Mayor Eric Garcetti didn't come out and say it in his State of the City speech Tuesday night, but it sure sounded like 2015 is going to be the Year of Public Safety.
The mayor announced five new or expanded crime prevention and suppression initiatives in his speech. Last year, he announced no new initiatives. This year, crime was at the top of his speech (only behind the announcement of the new trash removal program, the Clean Streets Initiative). Last year, crime and his commitment to maintaining LAPD hiring was mentioned only at the very end of his speech, almost as an afterthought.
The new focus is driven by a steep increase in violent crime. The Los Angeles Police Department recently reported a 27% spike in violent crime and a 12% rise in property crime through March 21 compared to the same period last year. Garcetti and other city officials must be concerned that L.A.'s historic decline in crime has ended.
The drop in crime over 11 straight years to record lows was a major achievement and probably had the greatest impact on the quality of life in Los Angeles as any government effort. No mayor wants to be at the helm when that trend reverses, and no elected official wants be blamed for an increase in violent crime.
The fear of rising crime hung over negotiations earlier this year with the Los Angeles Police Protective League, the union representing police officers. Officers had rejected a one-year, no-raise contract offer last year. The prospect of low morale among officers and labor strife while the LAPD is trying to curb crime was one reason city leaders gave a tentative OK to a three-year contract with 8.2% raises, a 50% increase in the uniform allowance and additional contributions to officers' healthcare.

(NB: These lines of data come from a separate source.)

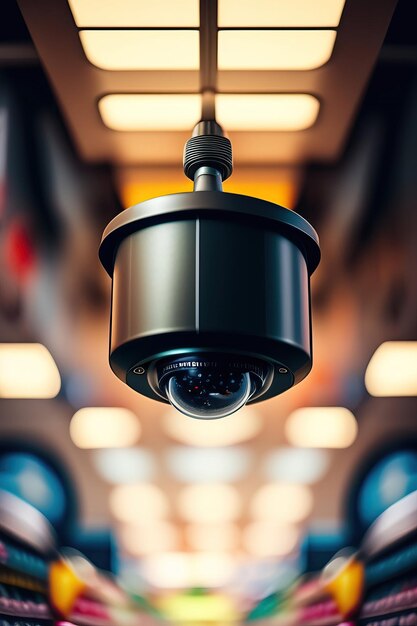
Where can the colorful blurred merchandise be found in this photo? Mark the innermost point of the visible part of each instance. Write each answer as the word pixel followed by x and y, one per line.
pixel 375 586
pixel 40 586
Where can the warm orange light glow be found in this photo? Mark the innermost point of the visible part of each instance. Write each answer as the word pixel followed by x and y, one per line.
pixel 304 13
pixel 274 49
pixel 141 503
pixel 27 370
pixel 209 503
pixel 145 539
pixel 279 112
pixel 141 13
pixel 212 537
pixel 134 112
pixel 281 502
pixel 104 427
pixel 264 539
pixel 279 185
pixel 321 427
pixel 392 370
pixel 142 49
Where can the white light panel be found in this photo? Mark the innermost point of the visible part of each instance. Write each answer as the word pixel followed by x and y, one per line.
pixel 142 49
pixel 321 427
pixel 144 112
pixel 208 465
pixel 266 112
pixel 279 13
pixel 104 427
pixel 392 370
pixel 27 370
pixel 135 13
pixel 274 49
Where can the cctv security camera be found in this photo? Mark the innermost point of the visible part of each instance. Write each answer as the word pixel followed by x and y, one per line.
pixel 211 291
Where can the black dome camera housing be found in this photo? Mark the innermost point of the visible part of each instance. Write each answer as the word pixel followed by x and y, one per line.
pixel 211 291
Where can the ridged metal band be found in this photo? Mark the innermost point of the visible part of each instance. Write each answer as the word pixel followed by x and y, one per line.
pixel 210 151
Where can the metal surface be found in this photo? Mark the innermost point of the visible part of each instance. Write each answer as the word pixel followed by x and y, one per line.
pixel 229 205
pixel 207 179
pixel 226 274
pixel 395 524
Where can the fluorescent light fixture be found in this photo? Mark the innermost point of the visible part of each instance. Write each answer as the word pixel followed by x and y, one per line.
pixel 27 370
pixel 297 13
pixel 143 112
pixel 178 569
pixel 127 465
pixel 236 428
pixel 149 538
pixel 274 49
pixel 138 504
pixel 142 49
pixel 131 13
pixel 281 502
pixel 212 537
pixel 262 539
pixel 104 427
pixel 321 427
pixel 296 465
pixel 209 503
pixel 268 112
pixel 208 465
pixel 392 370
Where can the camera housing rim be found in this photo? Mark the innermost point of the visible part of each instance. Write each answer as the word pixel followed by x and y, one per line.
pixel 141 374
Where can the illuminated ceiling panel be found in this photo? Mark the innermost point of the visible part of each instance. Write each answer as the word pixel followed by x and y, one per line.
pixel 274 49
pixel 267 111
pixel 27 370
pixel 303 13
pixel 135 13
pixel 392 370
pixel 142 49
pixel 158 138
pixel 150 112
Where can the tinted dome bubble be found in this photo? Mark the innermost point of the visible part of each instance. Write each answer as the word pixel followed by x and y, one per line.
pixel 209 394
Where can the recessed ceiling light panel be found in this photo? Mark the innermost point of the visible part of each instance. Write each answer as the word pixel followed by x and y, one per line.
pixel 266 112
pixel 297 13
pixel 274 49
pixel 144 112
pixel 321 427
pixel 142 49
pixel 27 370
pixel 392 370
pixel 135 13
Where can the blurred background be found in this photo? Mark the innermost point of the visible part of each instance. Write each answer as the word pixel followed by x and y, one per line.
pixel 93 119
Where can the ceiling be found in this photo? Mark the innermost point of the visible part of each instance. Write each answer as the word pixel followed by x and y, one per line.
pixel 363 292
pixel 334 87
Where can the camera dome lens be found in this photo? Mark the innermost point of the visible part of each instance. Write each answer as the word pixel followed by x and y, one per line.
pixel 209 394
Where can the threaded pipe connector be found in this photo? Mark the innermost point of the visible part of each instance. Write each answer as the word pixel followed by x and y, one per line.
pixel 208 148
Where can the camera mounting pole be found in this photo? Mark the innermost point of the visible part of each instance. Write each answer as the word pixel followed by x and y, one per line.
pixel 208 157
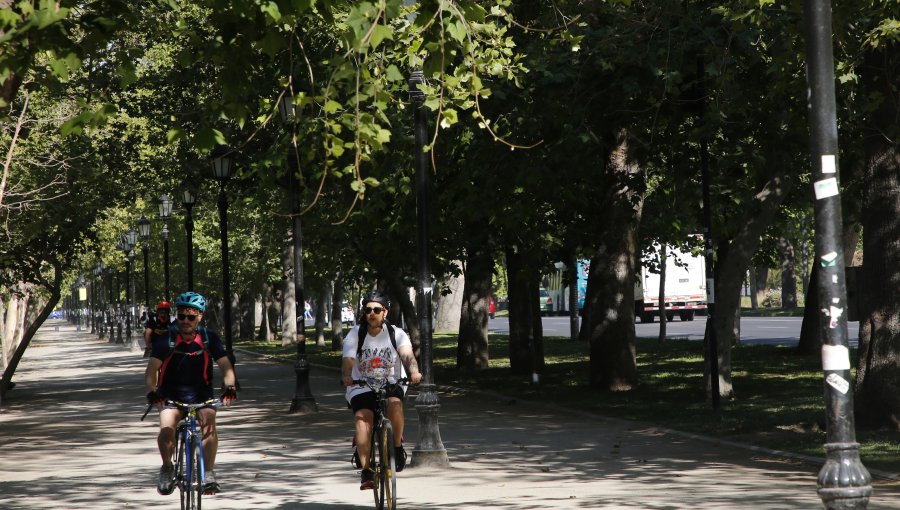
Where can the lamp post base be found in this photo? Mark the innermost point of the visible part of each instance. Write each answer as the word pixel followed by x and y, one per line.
pixel 429 451
pixel 303 401
pixel 844 483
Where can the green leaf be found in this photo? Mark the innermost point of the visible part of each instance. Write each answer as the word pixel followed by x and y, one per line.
pixel 380 33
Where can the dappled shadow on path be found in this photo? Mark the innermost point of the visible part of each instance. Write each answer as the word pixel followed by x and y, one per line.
pixel 70 437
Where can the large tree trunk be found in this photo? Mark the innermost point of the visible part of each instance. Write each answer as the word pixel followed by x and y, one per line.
pixel 610 289
pixel 522 294
pixel 732 262
pixel 788 277
pixel 472 347
pixel 30 330
pixel 878 369
pixel 449 307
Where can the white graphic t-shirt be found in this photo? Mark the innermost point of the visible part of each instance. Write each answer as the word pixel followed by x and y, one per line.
pixel 378 360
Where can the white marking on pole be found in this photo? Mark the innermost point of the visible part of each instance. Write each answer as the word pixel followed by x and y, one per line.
pixel 826 188
pixel 828 164
pixel 835 357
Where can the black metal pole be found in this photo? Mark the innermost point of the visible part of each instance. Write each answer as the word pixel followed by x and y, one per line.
pixel 303 401
pixel 226 274
pixel 709 247
pixel 189 229
pixel 146 250
pixel 119 339
pixel 843 481
pixel 429 449
pixel 166 256
pixel 128 302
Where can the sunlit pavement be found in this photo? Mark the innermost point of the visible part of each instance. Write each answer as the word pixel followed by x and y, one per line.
pixel 70 438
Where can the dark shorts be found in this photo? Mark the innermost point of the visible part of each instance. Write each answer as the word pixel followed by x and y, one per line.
pixel 367 400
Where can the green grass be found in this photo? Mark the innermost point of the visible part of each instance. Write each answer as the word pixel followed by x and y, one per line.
pixel 779 396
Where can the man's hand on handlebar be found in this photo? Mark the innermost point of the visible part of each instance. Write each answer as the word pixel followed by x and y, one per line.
pixel 229 396
pixel 153 398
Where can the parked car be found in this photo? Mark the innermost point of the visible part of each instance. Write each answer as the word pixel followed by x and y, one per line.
pixel 546 302
pixel 347 315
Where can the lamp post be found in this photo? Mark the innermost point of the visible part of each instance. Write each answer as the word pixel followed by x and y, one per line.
pixel 131 238
pixel 188 199
pixel 429 449
pixel 165 212
pixel 843 481
pixel 220 161
pixel 144 230
pixel 303 401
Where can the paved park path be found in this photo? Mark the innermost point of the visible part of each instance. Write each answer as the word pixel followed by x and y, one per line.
pixel 70 438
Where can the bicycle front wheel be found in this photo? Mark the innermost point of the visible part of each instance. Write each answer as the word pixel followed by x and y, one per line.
pixel 196 475
pixel 388 477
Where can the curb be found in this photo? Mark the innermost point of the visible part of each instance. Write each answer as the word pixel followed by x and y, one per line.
pixel 806 459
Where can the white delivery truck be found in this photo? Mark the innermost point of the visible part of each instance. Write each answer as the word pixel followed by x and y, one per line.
pixel 685 292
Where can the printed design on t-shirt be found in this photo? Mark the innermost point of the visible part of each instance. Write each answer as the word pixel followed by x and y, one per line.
pixel 378 363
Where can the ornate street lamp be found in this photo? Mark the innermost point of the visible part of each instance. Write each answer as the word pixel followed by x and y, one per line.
pixel 429 449
pixel 844 482
pixel 303 401
pixel 144 230
pixel 188 199
pixel 165 212
pixel 220 161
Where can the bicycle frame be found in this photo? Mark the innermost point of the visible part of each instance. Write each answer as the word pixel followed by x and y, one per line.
pixel 381 446
pixel 190 465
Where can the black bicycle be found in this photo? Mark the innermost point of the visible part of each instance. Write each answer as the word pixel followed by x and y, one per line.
pixel 190 468
pixel 381 452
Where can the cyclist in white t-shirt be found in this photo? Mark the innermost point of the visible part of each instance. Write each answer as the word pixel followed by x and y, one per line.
pixel 378 358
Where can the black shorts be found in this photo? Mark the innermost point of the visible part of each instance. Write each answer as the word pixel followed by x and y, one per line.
pixel 367 400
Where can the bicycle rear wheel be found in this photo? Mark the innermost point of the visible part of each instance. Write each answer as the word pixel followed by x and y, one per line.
pixel 375 466
pixel 388 477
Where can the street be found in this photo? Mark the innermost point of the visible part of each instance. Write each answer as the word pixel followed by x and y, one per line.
pixel 754 330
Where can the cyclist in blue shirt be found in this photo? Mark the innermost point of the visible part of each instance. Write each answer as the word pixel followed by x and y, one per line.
pixel 180 369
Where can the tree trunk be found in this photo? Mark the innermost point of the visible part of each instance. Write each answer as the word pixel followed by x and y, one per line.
pixel 610 290
pixel 878 368
pixel 449 309
pixel 662 292
pixel 337 303
pixel 732 262
pixel 288 298
pixel 32 327
pixel 754 297
pixel 788 277
pixel 321 303
pixel 521 322
pixel 472 347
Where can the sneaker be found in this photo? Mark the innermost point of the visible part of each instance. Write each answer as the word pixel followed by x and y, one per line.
pixel 399 458
pixel 210 486
pixel 166 483
pixel 366 479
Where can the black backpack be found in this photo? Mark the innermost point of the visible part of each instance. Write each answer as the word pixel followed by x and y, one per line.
pixel 363 331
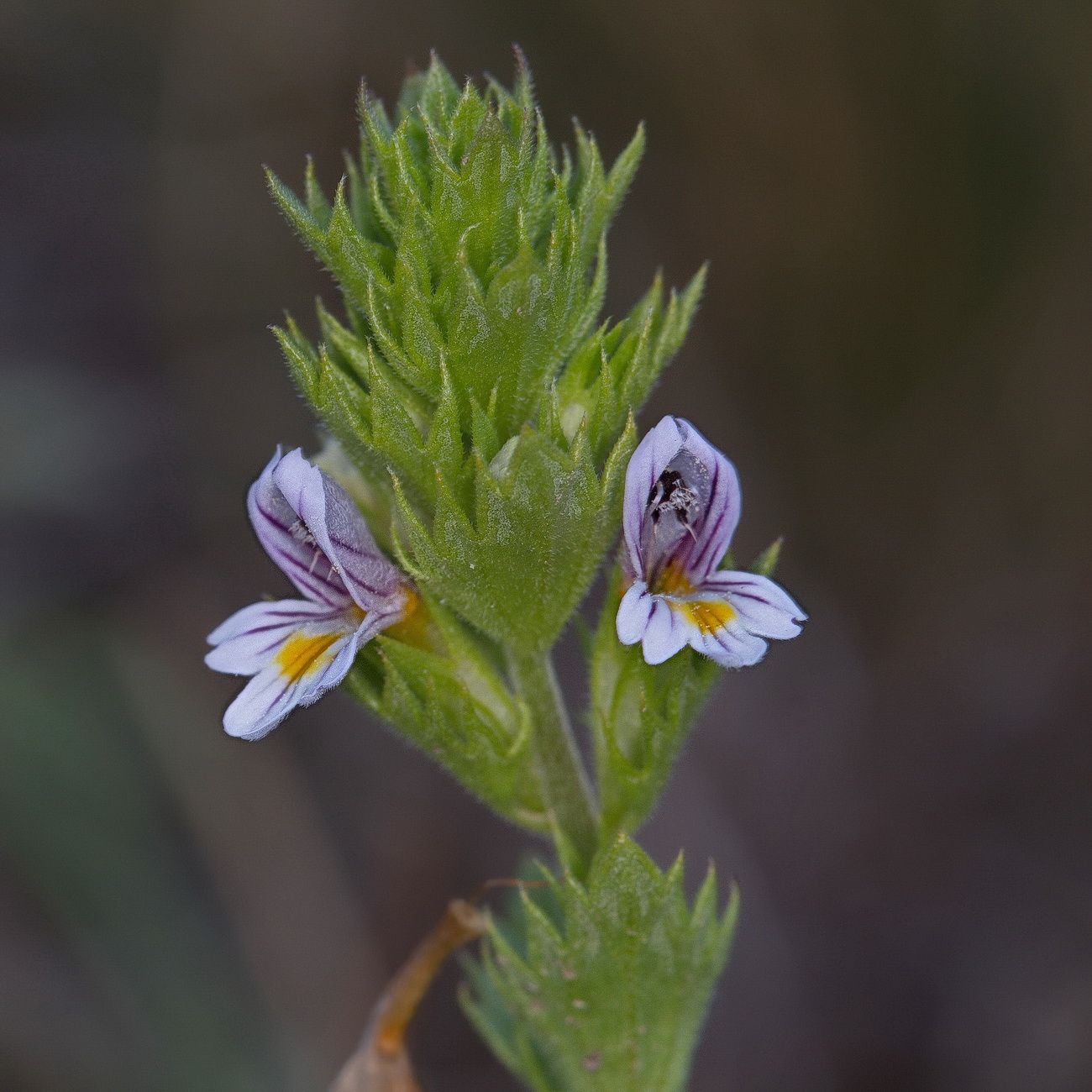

The fear of rising crime is also likely to impact budget discussions. Last year, some City Council members suggested they wanted to revisit former Mayor Antonio Villaraigosa's promise to increase the LAPD to 10,000 officers. In the quest to maintain the size of the police force, the city froze civilian hiring and officer overtime. Officers ended up doing administrative work and taking forced time off, leading to fewer cops on the streets. But will council members feel as free to challenge the status quo or Police Chief Charlie Beck's budget requests if crime is one the rise?
And now Garcetti has refocused his agenda on public safety. The initiatives the mayor outlined in his speech include some new efforts and some expansions of existing programs. He wants to double the number of officers assigned to the Metropolitan Division, a unit that specializes in crime suppression; expand the number of domestic violence teams to respond to the spike in domestic violence last year; increase the budget for gang intervention programs by $5.5 million; offer the Summer Night Lights youth programs on Fridays all year round, not just the summer months; and establish a new Community Policing Division to be staffed by 40 officers.
The mayor’s proposals all sound like logical responses to crime trends. He should make public safety a top priority — there is nothing more “back to basics” than keeping Angelenos safe. Left unsaid Tuesday night was what other ambitions might end up on the back burner, what else has to be sacrificed to pay for the Year of Public Safety.